Million-year-old fossils of hominids - extinct creatures of the extended ancestral family of modern humans - have been found in Africa, the Middle East, Asia and as far west as Georgia in the former Soviet Union. But experts long have been puzzled at the absence in Western Europe of any hominid fossils older than half million years.
The discovery by a team led by Eudald Carbonell of the University of Tarragona forces a rethinking of the very early European history.
"It is the most important thing to happen in recent years about research into the peopling of Europe," said F. Clark Howell of the University of California, Berkeley. "It resolved the whole issue about early Europeans in one fell swoop."
Carbonell and his team found the specimens in an abandoned railway trench in a soil and rock deposit known as Gran Dolina.

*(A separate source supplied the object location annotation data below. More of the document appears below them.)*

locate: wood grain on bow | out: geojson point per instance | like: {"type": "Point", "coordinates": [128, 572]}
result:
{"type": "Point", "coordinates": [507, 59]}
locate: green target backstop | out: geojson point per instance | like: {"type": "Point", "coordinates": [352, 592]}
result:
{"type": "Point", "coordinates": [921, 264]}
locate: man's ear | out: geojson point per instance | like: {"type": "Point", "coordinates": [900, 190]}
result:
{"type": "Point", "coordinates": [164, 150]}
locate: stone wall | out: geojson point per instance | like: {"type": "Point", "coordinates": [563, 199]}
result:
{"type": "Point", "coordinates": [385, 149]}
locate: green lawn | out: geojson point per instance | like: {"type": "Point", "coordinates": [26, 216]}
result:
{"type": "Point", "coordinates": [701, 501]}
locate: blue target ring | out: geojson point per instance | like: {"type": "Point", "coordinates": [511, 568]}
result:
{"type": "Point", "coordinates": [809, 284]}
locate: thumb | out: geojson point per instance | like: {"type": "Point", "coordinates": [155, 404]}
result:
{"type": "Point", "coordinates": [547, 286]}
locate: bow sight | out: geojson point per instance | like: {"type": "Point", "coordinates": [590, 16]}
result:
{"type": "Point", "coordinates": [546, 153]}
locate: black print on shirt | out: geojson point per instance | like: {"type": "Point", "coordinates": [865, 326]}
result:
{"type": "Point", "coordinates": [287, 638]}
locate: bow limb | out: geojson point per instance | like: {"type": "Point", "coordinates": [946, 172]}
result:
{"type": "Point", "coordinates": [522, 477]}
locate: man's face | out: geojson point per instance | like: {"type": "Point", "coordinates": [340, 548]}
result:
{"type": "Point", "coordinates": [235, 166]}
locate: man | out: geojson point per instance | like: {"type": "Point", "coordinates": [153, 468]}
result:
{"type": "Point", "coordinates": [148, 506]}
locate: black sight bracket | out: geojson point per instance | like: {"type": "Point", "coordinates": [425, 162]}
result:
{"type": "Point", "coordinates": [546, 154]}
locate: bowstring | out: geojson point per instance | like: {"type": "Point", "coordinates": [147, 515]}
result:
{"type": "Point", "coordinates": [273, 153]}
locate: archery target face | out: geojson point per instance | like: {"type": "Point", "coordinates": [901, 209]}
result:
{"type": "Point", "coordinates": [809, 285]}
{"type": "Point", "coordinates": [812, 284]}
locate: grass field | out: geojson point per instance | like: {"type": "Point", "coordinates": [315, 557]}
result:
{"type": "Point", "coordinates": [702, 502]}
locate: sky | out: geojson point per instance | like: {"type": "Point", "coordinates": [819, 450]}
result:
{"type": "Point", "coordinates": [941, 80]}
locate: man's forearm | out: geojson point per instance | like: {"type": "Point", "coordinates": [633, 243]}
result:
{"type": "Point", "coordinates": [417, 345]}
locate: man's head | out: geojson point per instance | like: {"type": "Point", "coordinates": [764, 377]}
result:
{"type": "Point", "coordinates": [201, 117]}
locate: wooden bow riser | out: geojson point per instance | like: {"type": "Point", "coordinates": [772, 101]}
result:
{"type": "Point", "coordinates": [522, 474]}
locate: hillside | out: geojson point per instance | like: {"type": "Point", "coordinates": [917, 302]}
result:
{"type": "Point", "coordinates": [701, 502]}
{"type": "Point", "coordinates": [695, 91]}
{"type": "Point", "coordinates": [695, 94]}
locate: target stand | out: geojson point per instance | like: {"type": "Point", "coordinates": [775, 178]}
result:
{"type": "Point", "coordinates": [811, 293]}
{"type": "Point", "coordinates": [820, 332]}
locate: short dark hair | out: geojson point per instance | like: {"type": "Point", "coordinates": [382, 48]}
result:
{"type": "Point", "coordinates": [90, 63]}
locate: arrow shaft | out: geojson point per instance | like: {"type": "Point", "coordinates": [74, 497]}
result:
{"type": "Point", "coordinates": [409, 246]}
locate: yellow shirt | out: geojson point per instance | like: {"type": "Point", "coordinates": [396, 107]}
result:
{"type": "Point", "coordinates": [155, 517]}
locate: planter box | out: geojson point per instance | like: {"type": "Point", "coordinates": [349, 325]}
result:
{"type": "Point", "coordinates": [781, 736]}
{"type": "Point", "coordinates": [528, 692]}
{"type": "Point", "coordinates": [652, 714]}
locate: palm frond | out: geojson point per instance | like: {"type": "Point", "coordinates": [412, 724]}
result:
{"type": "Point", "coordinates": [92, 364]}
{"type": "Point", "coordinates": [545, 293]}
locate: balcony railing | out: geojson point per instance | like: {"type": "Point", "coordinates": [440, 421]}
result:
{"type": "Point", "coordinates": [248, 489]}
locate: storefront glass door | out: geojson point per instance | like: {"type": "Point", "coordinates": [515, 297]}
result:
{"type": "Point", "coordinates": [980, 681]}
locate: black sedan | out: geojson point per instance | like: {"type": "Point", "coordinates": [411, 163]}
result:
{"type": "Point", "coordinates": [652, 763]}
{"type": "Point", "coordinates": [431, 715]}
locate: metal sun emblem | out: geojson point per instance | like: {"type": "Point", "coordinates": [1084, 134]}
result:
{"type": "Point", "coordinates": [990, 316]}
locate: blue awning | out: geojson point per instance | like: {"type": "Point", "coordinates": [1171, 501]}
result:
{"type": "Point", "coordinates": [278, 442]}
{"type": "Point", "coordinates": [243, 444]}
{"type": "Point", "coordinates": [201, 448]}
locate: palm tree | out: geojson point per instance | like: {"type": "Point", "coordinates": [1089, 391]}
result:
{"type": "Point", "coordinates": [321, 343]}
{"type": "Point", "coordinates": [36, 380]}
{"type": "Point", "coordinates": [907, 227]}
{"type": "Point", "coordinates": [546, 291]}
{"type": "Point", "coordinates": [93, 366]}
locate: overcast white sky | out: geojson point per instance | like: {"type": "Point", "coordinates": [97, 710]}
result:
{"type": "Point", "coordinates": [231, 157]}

The fossils include skull, dental and jaw fragments from four humanlike individuals, including an adolescent and a child. The researchers said the creatures may be ancestors of the Neanderthal, a subspecies that is thought to have lived in Europe until about 40,000 years ago.
The Spanish researchers suggest that the Gran Dolina fossils may be different enough to be a previously unknown member of the extended family of homo, the primate genus that includes modern humans and extinct humanlike animals.
Howell agreed that the find may represent a new species.